No one dared to answer; all sank their faces to the earth.
“Ha!” Nosèmbè cried, “I see the truth ye dare not speak—he is dead and ye are not ashamed to be alive... He waits for me... I take him his unborn child.”
Then, with a long, shrill call upon her lover’s name, Nosèmbè leaped into the abyss.
Shortly after these events, on a day that was a dream of beauty, a couple of wagons drawn by long teams of oxen crossed the Lunda Divide by the road to Emjanyana. In the wagons were seated those of the lepers who were unable to walk.
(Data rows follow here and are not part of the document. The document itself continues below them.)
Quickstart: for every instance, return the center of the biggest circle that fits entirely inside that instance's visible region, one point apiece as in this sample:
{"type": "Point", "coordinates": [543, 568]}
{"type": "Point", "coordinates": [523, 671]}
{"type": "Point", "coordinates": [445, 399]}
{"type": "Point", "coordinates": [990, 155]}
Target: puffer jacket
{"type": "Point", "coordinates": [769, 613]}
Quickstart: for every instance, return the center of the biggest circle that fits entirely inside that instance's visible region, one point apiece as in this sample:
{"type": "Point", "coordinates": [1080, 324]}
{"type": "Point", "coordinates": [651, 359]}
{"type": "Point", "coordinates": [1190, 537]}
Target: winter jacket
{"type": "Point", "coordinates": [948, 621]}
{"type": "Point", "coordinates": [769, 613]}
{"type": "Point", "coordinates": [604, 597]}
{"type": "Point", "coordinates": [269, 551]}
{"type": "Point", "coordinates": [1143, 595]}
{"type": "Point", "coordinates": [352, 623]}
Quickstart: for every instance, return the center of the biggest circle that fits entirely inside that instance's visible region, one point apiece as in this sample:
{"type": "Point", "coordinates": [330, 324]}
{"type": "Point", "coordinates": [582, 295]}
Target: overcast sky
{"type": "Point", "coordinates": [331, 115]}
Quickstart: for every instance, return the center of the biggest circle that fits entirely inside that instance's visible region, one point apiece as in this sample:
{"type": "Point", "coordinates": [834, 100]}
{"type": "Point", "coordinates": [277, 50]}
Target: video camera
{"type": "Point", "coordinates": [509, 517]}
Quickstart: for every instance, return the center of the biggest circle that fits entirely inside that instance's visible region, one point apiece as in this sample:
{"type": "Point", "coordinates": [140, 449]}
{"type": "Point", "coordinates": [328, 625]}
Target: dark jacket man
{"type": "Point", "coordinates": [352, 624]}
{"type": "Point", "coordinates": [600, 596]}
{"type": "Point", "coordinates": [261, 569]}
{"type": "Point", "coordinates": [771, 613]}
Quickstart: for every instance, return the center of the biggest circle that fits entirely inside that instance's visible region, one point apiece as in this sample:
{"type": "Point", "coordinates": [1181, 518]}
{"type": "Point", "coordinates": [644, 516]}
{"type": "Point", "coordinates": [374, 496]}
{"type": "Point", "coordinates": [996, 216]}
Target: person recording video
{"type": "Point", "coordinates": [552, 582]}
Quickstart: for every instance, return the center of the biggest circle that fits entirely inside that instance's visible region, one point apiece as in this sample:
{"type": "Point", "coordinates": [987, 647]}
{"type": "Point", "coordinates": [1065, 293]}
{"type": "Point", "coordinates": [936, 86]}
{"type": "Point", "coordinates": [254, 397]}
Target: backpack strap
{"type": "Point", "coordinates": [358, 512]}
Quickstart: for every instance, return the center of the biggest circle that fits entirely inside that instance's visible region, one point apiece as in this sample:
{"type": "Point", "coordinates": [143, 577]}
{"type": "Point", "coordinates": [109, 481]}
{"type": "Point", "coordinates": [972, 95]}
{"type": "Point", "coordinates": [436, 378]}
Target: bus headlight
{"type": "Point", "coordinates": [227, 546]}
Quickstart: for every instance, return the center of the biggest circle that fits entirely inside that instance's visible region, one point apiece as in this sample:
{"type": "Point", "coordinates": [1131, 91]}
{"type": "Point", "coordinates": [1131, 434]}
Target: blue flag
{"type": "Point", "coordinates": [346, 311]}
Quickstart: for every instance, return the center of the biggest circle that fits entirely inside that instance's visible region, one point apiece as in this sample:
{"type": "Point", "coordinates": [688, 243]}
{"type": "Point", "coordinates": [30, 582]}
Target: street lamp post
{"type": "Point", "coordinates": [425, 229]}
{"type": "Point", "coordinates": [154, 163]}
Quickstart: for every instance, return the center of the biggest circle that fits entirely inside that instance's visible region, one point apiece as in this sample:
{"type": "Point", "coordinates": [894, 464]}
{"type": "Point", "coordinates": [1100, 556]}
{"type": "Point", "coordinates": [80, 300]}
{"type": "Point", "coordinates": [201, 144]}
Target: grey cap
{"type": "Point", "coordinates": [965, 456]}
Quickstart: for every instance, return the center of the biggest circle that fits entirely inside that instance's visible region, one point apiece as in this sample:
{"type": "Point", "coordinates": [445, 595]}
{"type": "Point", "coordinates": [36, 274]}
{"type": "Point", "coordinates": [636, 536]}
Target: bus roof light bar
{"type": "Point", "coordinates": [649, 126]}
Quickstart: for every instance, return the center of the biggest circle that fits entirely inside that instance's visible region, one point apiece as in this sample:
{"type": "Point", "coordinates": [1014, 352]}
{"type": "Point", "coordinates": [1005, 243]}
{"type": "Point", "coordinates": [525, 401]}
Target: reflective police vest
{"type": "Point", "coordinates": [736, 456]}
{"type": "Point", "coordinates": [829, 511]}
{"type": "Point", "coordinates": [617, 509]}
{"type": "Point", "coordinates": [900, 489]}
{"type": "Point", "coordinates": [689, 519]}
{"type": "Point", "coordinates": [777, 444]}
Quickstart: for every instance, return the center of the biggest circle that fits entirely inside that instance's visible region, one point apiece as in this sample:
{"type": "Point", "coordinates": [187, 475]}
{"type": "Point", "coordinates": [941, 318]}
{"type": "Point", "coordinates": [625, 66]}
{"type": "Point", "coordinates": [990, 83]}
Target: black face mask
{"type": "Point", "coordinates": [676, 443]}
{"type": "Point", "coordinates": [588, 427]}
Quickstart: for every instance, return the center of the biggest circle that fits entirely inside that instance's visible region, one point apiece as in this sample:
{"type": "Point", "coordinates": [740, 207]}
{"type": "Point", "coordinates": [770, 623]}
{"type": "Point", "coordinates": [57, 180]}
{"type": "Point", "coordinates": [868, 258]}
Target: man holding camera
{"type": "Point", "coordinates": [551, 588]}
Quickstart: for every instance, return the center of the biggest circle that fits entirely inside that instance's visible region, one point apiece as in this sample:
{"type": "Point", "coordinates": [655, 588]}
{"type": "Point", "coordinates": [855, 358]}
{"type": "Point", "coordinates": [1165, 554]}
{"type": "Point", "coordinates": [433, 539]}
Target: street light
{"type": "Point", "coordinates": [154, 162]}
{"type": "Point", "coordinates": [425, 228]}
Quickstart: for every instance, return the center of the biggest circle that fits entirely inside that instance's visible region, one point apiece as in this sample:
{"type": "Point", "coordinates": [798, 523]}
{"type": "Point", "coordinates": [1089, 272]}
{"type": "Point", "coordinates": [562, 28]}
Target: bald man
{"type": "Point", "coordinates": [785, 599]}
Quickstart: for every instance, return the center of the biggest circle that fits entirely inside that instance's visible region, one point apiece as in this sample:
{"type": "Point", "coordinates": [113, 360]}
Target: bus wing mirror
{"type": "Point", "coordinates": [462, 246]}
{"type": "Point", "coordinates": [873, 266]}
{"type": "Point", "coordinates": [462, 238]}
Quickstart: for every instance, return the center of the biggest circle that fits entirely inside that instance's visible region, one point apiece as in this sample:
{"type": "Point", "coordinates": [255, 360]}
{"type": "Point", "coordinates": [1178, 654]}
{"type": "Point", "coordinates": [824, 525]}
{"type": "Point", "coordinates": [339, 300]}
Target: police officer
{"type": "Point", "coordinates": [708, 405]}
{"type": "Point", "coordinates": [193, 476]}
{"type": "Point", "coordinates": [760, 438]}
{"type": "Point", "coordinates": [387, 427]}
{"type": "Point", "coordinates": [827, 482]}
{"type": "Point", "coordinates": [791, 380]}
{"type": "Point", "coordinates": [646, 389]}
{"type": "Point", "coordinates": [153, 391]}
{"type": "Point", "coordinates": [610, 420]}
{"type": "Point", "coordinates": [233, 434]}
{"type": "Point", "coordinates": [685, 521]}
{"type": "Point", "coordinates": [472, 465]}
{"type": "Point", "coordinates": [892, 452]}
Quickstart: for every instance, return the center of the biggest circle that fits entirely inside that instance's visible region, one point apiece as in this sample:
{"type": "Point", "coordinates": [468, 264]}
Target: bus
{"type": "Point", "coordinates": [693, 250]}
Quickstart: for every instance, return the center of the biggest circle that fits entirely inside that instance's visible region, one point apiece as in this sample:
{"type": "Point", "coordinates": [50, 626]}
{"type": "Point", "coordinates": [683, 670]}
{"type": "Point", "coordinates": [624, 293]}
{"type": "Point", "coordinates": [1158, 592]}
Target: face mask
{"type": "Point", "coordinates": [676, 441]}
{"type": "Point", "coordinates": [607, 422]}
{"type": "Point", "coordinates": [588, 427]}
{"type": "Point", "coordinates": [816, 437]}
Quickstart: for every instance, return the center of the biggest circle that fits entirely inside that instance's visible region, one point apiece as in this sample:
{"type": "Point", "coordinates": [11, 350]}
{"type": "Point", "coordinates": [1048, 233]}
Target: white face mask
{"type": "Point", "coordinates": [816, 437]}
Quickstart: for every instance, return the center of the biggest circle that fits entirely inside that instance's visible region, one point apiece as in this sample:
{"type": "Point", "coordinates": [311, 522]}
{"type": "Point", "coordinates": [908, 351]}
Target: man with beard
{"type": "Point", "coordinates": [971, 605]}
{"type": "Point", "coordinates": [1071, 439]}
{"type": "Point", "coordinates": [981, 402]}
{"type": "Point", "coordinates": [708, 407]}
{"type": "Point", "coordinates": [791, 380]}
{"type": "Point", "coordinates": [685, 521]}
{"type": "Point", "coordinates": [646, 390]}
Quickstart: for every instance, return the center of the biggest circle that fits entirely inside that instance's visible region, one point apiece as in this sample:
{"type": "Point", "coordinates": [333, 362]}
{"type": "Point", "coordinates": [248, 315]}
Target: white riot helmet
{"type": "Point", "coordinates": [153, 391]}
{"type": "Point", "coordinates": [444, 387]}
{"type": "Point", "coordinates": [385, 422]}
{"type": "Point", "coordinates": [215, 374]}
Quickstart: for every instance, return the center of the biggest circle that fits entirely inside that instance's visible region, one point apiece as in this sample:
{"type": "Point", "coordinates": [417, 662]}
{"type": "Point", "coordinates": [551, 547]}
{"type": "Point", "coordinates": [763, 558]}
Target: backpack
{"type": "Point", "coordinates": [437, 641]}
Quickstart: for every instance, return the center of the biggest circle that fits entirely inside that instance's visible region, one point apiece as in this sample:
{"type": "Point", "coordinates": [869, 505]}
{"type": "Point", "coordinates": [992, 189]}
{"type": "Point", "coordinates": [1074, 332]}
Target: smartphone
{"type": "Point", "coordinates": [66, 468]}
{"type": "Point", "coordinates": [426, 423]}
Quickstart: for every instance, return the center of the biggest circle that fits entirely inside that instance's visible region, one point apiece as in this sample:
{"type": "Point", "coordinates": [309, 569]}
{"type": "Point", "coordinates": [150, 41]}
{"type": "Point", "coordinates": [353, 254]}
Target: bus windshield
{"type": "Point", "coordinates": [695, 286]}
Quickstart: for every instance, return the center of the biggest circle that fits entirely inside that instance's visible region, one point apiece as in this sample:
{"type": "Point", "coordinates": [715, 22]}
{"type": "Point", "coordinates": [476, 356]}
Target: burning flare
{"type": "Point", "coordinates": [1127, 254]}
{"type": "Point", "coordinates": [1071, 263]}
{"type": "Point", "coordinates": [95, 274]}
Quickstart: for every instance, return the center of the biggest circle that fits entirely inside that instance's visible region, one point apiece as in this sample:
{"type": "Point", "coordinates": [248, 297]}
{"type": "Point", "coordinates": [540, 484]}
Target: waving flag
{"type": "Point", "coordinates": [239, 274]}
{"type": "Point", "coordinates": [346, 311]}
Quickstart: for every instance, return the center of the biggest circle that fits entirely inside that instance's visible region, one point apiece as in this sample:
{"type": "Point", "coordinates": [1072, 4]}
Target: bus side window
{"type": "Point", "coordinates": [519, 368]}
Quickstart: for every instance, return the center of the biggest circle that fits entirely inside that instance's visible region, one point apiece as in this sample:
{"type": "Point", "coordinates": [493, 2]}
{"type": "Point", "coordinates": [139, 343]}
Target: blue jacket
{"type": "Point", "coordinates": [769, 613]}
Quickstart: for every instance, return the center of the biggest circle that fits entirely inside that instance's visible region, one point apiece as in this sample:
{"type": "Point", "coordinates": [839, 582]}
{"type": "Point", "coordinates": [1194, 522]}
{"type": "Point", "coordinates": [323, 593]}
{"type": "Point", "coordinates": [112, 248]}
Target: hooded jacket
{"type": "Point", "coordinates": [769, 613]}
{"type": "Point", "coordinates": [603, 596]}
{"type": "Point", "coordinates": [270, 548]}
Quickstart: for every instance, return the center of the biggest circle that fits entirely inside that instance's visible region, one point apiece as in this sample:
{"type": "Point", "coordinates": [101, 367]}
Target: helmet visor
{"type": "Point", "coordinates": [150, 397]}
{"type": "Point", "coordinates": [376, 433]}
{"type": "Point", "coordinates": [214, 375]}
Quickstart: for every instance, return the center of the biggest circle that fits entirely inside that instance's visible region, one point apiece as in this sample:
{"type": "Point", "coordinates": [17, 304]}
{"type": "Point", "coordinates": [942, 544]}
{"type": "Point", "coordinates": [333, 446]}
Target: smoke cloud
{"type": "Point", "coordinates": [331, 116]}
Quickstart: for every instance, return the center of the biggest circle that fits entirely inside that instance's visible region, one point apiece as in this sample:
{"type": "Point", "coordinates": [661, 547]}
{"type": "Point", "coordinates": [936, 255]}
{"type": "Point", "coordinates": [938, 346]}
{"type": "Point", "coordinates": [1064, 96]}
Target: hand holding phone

Hobbling after them came the rest, a dreary band, their heads bent, their whole appearance suggestive of stolid and hopeless misery. None attempted to turn back. They had attained the calm of consent.
When the top of the divide was reached the drivers called a halt for the purpose of breathing the oxen. The poor lepers gazed back long and lovingly at the valleys wherein they had dwelt all their lives and which they never more would see.
No tear was shed; not a word was spoken; not a sigh or a groan broke the silence. The police who formed the escort had dismounted for a space at the side of the road.
After a few minutes Sergeant Galada signed to the drivers to proceed, and the wagons rumbled heavily down the slope. The lepers sat on the ground, still gazing backward, and seemingly unconscious that the wagons had gone forward.